Ab der Anschlussstelle Hafen kam es zu großen Verkehrsbehinderungen.

Blaulicht

Braunschweig, 28.03.2017.

Bei einem Auffahrunfall auf der Bundesautobahn 2 in Höhe Braunschweig-Hafen wurde am Dienstagmorgen der Fahrer von einem der vier beteiligten Sattelzüge verletzt. Es kam zu einem langen Stau aufgrund dessen es gegen Mittag zu einem weiteren Unfall kam.

Der Fahrer eines Fiat Transporters hatte offenbar den Stau zu spät wahrgenommen, stieß beim Ausweichversuch seitlich gegen einen LKW und kam dadurch ins Schleudern. Der Wagen überschlug sich und kam im Grünbereich der Abfahrt zum Liegen. Dabei wurde der Fahrer schwer verletzt. Seine Ladung, flüssiges Waschmittel, und Trümmerteile verteilten sich über etwa 150 Meter auf der Fahrbahn.

Die Reinigungsarbeiten nach dem zweiten Unfall auf der A 2 dauerten erneut an, sodass sich wieder Staus bildeten, während die Unfallstelle vom Morgen bereits geräumt war.

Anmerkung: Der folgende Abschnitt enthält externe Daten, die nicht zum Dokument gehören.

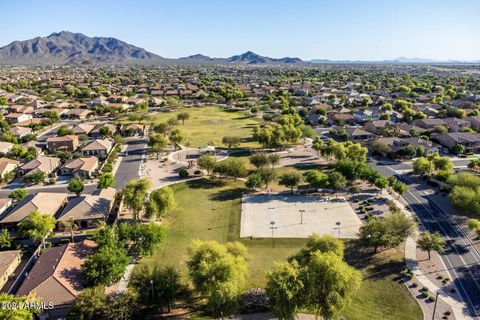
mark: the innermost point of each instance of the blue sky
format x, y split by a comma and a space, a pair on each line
342, 29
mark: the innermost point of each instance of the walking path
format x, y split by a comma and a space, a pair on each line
445, 294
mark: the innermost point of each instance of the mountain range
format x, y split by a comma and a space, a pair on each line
75, 48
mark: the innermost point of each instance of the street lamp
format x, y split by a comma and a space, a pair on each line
272, 226
338, 223
301, 215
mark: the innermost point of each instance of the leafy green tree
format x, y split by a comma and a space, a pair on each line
336, 181
182, 116
106, 180
105, 267
18, 195
290, 180
5, 239
36, 226
218, 272
422, 166
331, 284
231, 142
158, 143
316, 179
254, 181
207, 163
431, 242
18, 313
267, 174
316, 243
284, 289
259, 160
159, 286
160, 203
76, 186
135, 195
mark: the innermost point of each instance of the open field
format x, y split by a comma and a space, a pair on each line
297, 216
208, 124
210, 211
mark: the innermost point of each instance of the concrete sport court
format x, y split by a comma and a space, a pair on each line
280, 216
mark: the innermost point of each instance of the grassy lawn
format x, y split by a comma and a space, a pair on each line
212, 124
209, 211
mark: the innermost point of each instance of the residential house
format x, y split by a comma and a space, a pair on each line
83, 129
471, 141
366, 115
43, 164
5, 147
9, 261
81, 167
56, 277
62, 143
7, 165
17, 117
96, 131
99, 147
88, 210
20, 132
44, 202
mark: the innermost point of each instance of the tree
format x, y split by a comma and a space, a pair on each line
231, 142
159, 286
5, 239
105, 266
422, 166
254, 181
160, 203
34, 178
19, 313
90, 304
284, 289
259, 160
336, 181
218, 272
431, 242
267, 175
71, 226
18, 195
316, 179
106, 180
207, 163
36, 226
158, 143
331, 283
140, 239
273, 159
182, 116
316, 243
76, 186
135, 194
290, 179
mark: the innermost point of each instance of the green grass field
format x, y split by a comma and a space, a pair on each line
212, 124
208, 211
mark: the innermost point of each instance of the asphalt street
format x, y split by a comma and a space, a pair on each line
461, 258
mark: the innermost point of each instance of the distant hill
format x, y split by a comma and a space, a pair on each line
74, 48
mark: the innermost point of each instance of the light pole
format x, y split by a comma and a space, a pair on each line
301, 215
272, 226
435, 305
338, 223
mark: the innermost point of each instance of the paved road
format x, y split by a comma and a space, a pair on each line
129, 165
461, 258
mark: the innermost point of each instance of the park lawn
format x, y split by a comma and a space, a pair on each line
211, 124
208, 211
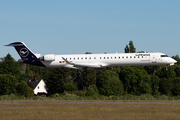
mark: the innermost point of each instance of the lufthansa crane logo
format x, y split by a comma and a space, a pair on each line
24, 52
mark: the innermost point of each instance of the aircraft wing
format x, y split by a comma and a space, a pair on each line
82, 65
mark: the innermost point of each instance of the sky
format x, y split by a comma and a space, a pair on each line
96, 26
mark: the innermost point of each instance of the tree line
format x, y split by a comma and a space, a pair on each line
109, 81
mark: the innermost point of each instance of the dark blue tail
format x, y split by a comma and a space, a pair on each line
27, 56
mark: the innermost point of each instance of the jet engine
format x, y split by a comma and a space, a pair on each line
50, 57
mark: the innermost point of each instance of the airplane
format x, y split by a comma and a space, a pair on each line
80, 61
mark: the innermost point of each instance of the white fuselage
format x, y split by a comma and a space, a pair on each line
106, 60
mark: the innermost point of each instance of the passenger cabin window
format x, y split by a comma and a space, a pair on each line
164, 55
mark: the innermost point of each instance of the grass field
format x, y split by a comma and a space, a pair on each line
98, 110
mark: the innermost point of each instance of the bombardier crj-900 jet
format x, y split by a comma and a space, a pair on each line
80, 61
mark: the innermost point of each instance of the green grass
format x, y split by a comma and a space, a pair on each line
67, 110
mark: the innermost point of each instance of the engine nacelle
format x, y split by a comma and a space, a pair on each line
50, 57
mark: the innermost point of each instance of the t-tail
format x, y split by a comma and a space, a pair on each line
27, 56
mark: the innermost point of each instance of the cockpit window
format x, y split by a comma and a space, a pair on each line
164, 55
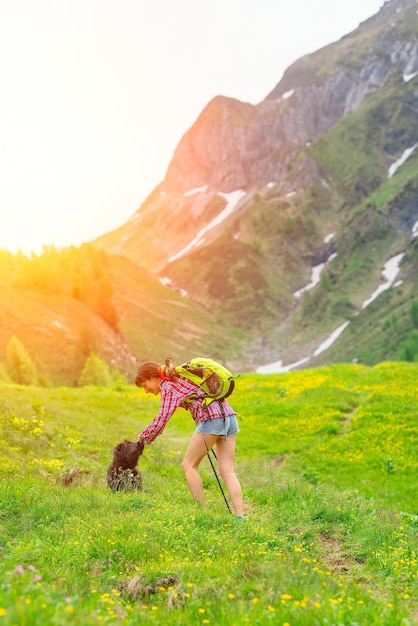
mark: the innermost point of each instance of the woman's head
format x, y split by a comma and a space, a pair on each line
146, 371
150, 369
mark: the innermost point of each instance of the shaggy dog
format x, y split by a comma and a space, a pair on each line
122, 474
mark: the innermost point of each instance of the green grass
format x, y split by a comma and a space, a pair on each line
328, 462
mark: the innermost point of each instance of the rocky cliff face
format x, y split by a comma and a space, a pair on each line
235, 145
297, 185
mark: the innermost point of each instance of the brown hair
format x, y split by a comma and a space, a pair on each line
151, 369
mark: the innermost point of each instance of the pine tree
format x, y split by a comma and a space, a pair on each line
20, 367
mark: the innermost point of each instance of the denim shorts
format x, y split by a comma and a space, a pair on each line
223, 426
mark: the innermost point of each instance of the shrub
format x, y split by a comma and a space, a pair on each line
95, 372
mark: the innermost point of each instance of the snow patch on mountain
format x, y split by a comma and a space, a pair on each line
397, 164
191, 192
232, 199
389, 273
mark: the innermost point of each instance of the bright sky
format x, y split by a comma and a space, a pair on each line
96, 94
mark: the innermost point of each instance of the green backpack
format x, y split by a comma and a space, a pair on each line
213, 378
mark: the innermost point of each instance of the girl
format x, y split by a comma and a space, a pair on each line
216, 424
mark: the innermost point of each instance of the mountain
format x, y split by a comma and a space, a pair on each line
322, 171
284, 233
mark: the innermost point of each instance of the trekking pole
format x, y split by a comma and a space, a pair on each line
216, 474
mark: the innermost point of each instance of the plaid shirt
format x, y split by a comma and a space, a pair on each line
172, 396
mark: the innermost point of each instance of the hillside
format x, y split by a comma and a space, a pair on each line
326, 458
323, 171
64, 305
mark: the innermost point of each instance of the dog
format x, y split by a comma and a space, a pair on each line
122, 474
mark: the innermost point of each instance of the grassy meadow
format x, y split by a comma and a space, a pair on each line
328, 461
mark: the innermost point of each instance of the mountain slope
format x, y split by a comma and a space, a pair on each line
311, 163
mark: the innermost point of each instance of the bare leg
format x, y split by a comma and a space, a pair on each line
195, 452
226, 455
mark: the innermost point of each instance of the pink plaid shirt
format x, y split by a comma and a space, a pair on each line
172, 396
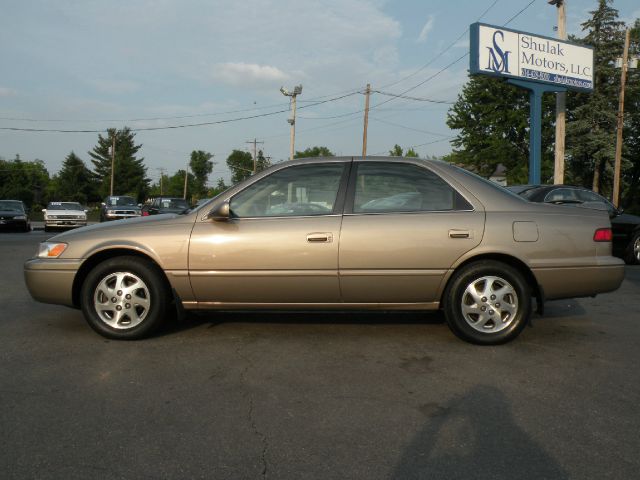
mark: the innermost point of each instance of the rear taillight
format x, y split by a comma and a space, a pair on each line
603, 235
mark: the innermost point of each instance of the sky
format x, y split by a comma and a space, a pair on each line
91, 65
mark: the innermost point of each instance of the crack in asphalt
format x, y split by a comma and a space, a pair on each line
251, 417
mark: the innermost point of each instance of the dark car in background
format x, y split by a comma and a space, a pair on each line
626, 228
117, 207
13, 216
165, 205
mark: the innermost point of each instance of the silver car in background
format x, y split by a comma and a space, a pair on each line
337, 233
63, 215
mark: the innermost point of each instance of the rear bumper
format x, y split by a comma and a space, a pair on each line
573, 282
65, 223
51, 281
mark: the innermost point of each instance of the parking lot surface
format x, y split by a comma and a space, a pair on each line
317, 395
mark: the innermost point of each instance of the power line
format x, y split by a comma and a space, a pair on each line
170, 127
410, 128
451, 45
418, 99
518, 14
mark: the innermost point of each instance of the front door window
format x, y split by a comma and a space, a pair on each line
304, 190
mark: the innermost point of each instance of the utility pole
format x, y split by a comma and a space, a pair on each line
161, 175
186, 177
113, 158
297, 90
366, 121
561, 99
255, 154
618, 160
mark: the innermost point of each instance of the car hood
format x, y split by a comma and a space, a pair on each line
10, 213
121, 207
125, 226
172, 210
64, 212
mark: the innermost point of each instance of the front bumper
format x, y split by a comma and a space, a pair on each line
119, 215
51, 280
13, 224
66, 223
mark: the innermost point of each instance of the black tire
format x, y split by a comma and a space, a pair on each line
130, 288
496, 314
632, 255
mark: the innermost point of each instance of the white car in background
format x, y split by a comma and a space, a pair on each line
60, 215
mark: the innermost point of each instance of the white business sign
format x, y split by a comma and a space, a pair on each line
508, 53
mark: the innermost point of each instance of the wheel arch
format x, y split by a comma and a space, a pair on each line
103, 255
512, 261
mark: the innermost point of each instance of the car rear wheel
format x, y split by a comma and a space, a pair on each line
125, 298
633, 250
487, 303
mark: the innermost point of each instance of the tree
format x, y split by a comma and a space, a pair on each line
74, 182
396, 151
174, 186
130, 174
631, 151
241, 165
314, 152
591, 118
493, 119
26, 181
219, 188
201, 166
411, 153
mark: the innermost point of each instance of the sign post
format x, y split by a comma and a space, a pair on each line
539, 64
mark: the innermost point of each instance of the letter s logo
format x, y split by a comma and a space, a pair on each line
498, 58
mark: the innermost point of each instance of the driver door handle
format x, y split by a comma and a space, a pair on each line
320, 237
459, 234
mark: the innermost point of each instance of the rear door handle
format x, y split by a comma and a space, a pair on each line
459, 234
320, 237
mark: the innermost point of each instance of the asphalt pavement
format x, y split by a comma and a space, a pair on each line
317, 395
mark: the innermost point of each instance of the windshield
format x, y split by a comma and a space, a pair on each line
120, 201
64, 206
11, 206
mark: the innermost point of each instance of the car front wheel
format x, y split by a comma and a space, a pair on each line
125, 298
633, 250
487, 303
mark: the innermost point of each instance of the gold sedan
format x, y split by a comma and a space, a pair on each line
336, 233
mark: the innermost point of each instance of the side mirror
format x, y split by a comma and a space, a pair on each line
221, 213
595, 206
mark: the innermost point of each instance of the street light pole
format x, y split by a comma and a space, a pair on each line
297, 90
113, 159
618, 158
561, 99
366, 121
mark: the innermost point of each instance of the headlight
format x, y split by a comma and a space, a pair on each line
51, 249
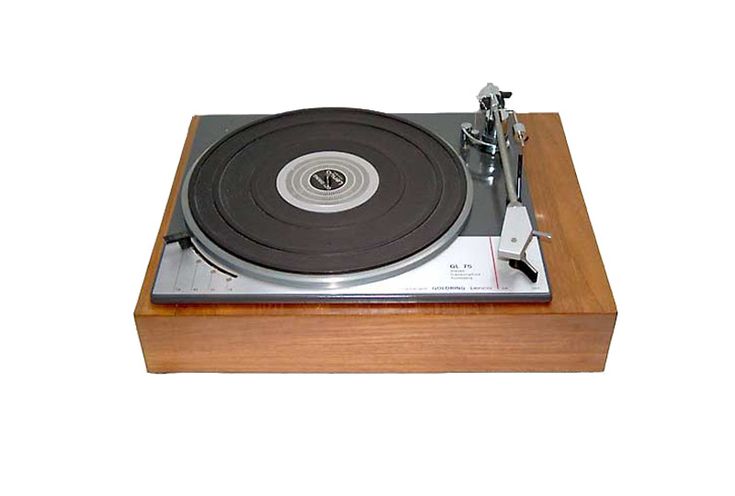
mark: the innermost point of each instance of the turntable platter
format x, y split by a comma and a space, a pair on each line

Insgesamt staute sich der Verkehr in Richtung Westen bis zu acht Kilometer lang, teilte die Polizei mit. Die Auffahrt Braunschweig-Hafen in Richtung Berlin war voll gesperrt. Die beiden Lkw waren im Einfädelungsbereich der Auffahrt aufeinandergefahren, wobei die genaue Ursache und die Schadenshöhe derzeit noch nicht feststehen. Zu dem Unfall war es gegen 7.35 Uhr gekommen, nachdem mehrere LKW aufgrund der Verkehrslage bremsen mussten. Ein 39-jähriger Fahrzeugführer erkannte die Situation, auch aufgrund der tief stehenden Sonne, zu spät und fuhr auf.

Dabei schob er die vor ihm stehenden Lastzüge aufeinander. Deren Fahrer, 37, 42 und 44 Jahre alt blieben unverletzt. Der 39-Jährige war zunächst eingeklemmt und wurde von Polizeibeamten aus dem Führerhaus geborgen. Er kam schwer verletzt ins Krankenhaus. Der Schaden dürfte mindestens 250 000 Euro betragen.